Two recent studies published last year in the Journal of Allergy and Clinical Immunology underscore how small quantities of peanut protein can produce a reaction. In the first, twelve adult peanut allergic individuals were given capsules with increasing amounts of peanuts. One patient reacted to 16 mg of defatted peanut, which is equivalent to 1/27 of a peanut. The other eleven patients reacted to between 100 and 4000mg of defatted peanut (1/4 to 9 peanuts). However, since the peanuts were in capsules, they bypassed contact with the mouth and throat and so probably did not simulate the typical peanut ingestion.

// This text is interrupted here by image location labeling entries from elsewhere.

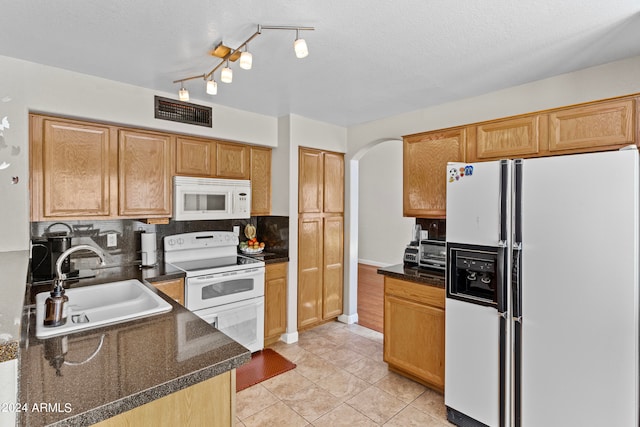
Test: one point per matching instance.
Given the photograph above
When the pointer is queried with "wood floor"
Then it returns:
(370, 297)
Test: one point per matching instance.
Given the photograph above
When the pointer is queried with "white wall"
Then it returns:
(381, 242)
(605, 81)
(9, 391)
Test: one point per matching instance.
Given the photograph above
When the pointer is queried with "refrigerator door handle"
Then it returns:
(501, 285)
(504, 207)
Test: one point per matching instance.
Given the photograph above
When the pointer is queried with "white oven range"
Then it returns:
(223, 288)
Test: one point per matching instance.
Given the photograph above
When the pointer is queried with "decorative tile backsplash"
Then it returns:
(273, 230)
(437, 227)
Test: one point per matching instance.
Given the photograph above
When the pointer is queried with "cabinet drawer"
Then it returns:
(172, 288)
(421, 293)
(275, 271)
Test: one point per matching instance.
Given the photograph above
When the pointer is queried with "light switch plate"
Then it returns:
(112, 240)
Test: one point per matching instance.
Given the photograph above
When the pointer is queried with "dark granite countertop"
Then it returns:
(270, 257)
(414, 274)
(112, 369)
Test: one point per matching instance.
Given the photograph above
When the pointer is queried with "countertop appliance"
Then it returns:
(223, 288)
(210, 198)
(541, 320)
(412, 251)
(432, 254)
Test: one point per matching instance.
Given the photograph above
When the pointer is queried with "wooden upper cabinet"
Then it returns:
(260, 181)
(425, 158)
(144, 174)
(232, 160)
(195, 157)
(320, 181)
(333, 182)
(73, 168)
(520, 137)
(592, 127)
(310, 181)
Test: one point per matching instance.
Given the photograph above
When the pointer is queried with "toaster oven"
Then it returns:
(432, 254)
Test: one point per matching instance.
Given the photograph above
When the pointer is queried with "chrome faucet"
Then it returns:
(60, 276)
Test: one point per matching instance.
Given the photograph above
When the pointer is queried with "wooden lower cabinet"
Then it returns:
(209, 403)
(275, 302)
(172, 288)
(414, 320)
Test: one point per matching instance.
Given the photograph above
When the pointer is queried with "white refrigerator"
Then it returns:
(542, 322)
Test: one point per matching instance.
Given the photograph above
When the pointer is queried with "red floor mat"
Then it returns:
(263, 365)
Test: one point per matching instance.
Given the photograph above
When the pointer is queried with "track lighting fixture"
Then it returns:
(226, 75)
(183, 94)
(212, 87)
(227, 54)
(300, 46)
(246, 59)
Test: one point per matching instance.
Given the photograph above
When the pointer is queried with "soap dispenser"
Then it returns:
(56, 306)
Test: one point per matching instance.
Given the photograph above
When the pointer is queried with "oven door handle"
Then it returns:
(242, 273)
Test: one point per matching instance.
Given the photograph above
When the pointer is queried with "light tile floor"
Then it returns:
(340, 380)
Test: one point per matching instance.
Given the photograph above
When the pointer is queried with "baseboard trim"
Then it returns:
(348, 319)
(289, 338)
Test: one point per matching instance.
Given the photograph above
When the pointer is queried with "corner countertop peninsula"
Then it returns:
(86, 377)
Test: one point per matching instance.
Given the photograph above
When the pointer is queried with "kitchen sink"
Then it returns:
(100, 305)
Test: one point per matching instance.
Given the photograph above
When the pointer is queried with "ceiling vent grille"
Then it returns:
(183, 112)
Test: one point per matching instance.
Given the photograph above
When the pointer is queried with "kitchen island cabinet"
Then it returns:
(414, 318)
(167, 369)
(173, 288)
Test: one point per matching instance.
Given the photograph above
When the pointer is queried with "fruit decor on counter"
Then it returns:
(251, 246)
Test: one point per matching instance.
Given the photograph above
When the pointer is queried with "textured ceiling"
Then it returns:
(368, 59)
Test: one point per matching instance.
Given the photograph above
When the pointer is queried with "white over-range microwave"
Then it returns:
(210, 198)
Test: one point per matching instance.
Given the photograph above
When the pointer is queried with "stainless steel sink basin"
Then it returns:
(100, 305)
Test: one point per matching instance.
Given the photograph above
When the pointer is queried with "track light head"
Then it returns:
(183, 94)
(246, 59)
(226, 75)
(212, 87)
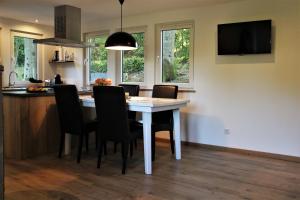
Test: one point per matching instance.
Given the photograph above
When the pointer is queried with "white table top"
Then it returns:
(147, 104)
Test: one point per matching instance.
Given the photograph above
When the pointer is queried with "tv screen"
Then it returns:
(244, 38)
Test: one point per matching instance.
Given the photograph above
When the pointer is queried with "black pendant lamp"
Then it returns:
(121, 40)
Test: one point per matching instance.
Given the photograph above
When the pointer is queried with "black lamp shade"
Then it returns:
(121, 41)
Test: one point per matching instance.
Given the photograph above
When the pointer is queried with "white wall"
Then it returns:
(256, 97)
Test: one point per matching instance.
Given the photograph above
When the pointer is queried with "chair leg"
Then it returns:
(115, 147)
(105, 148)
(99, 154)
(87, 142)
(131, 149)
(135, 143)
(124, 156)
(79, 148)
(96, 139)
(153, 146)
(172, 141)
(61, 144)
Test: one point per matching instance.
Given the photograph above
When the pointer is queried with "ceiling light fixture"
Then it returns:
(121, 40)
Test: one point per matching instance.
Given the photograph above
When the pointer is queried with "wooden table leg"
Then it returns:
(176, 118)
(147, 120)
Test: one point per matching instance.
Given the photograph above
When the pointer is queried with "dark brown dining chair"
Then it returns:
(163, 121)
(71, 117)
(112, 115)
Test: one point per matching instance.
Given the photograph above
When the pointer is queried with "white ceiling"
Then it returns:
(43, 10)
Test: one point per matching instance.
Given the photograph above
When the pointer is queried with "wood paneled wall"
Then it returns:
(31, 126)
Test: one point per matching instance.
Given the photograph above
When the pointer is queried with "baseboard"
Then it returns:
(236, 150)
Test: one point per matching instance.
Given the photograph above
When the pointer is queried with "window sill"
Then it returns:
(183, 90)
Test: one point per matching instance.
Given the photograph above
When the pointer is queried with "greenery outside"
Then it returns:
(25, 54)
(133, 61)
(98, 58)
(176, 55)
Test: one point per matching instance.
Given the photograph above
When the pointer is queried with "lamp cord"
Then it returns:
(121, 2)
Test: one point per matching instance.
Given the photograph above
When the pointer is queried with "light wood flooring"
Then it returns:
(201, 174)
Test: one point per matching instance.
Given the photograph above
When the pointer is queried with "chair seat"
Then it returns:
(91, 125)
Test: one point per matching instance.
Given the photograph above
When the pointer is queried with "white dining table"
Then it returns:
(148, 105)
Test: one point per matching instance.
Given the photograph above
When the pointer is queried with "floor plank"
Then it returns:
(201, 174)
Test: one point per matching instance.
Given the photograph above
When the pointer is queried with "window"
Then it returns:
(97, 57)
(175, 53)
(24, 58)
(133, 62)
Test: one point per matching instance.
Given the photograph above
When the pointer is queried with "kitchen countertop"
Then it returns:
(39, 94)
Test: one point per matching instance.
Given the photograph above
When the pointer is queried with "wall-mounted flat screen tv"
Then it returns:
(245, 38)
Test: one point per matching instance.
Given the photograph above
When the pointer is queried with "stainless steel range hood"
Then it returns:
(67, 25)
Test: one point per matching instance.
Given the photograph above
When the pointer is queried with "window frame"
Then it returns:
(29, 35)
(119, 56)
(158, 51)
(87, 36)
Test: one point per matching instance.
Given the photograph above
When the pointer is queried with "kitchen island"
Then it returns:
(31, 124)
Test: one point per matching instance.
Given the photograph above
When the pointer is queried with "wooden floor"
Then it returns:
(201, 174)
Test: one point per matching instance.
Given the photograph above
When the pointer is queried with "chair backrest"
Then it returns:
(164, 91)
(69, 109)
(111, 112)
(133, 90)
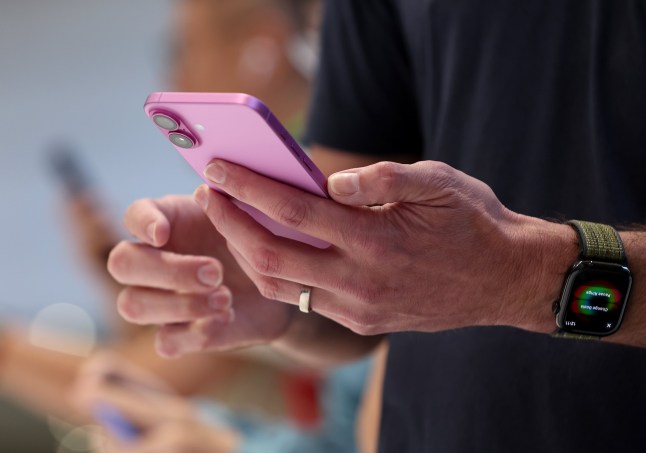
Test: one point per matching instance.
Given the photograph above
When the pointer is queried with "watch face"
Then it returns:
(594, 298)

The second study was a closer approximation of "real life" ingestion. Fourteen peanut allergic individuals were given increased amounts of peanut protein in the form of peanut flour mixed in rice pudding. Three patients reported mild symptoms (warm feeling in the throat, lip tingling) at 0.1 to 0.25 mg of peanut protein. By my calculations, this is approximately equivalent to eating 1/2000th to 1/800th of a peanut. Five other patients had similar symptoms after ingesting 1 to 10 mg doses of peanut protein (1/200th to 1/20th of a peanut). One patient had lip swelling, hives, vomiting and wheezing after ingesting a total of 9 mg of peanut protein (~1/20th of a peanut). Five patients had no reactions after eating 90 mg of peanut protein (one-half of a peanut), the maximum dose in this study, suggesting that higher doses would be required to induce their symptoms.
What conclusions can we make from these two studies? First, minute quantities of peanut can produce symptoms. Second, the higher the dose ingested the more likely a reaction. Finally smaller quantities ingested by a single individual may produce milder symptoms while larger quantities are more likely to produce severe symptoms. However, these "larger quantities" can still be a fraction of a single peanut. I never recommend taking a "test bite" of a cake or candy for that one small bite may have dire consequences.
Careful avoidance of all potential sources of peanut protein is essential to prevent a reaction. However, accidents are likely to occur. In a study of 32 peanut allergic individuals at the National Jewish Center for Respiratory Diseases, three-fourths had accidentally eaten peanuts in the previous five years, with one-half in the preceding year. It is vitally important that all peanut allergic patients have an action plan in place to deal quickly with such an accidental ingestion. Most (if not all) peanut allergic patients should have epinephrine (EPIPEN, EPIPEN-Jr., Anakit) readily available to treat these potentially life threatening reactions. For peanut allergic children, caregivers (parents, grandparents, teachers, school nurses and babysitters, etc.) need to be aware of the seriousness of the condition and instructed what to do if an accidental ingestion occurs. It is my firm belief that all fatal reactions to food allergies can be prevented with careful avoidance and rapid use of epinephrine for accidental ingestion. You should discuss your specific action plan with your physician.
(Dr. Goldman is an Instructor of Medicine at Johns Hopkins University in the Division of Allergy and Clinical Immunology and Clinical Assistant Professor of Allergy/Immunology at the University of Maryland. He is the Medical Advisor for the Maryland Food Allergy and Asthma Network, an AAFA-MD Educational Support Group. Dr. Goldman is also in private allergy practice in Columbia and Baltimore and is the father of a four-year-old son with severe peanut and fish allergies.)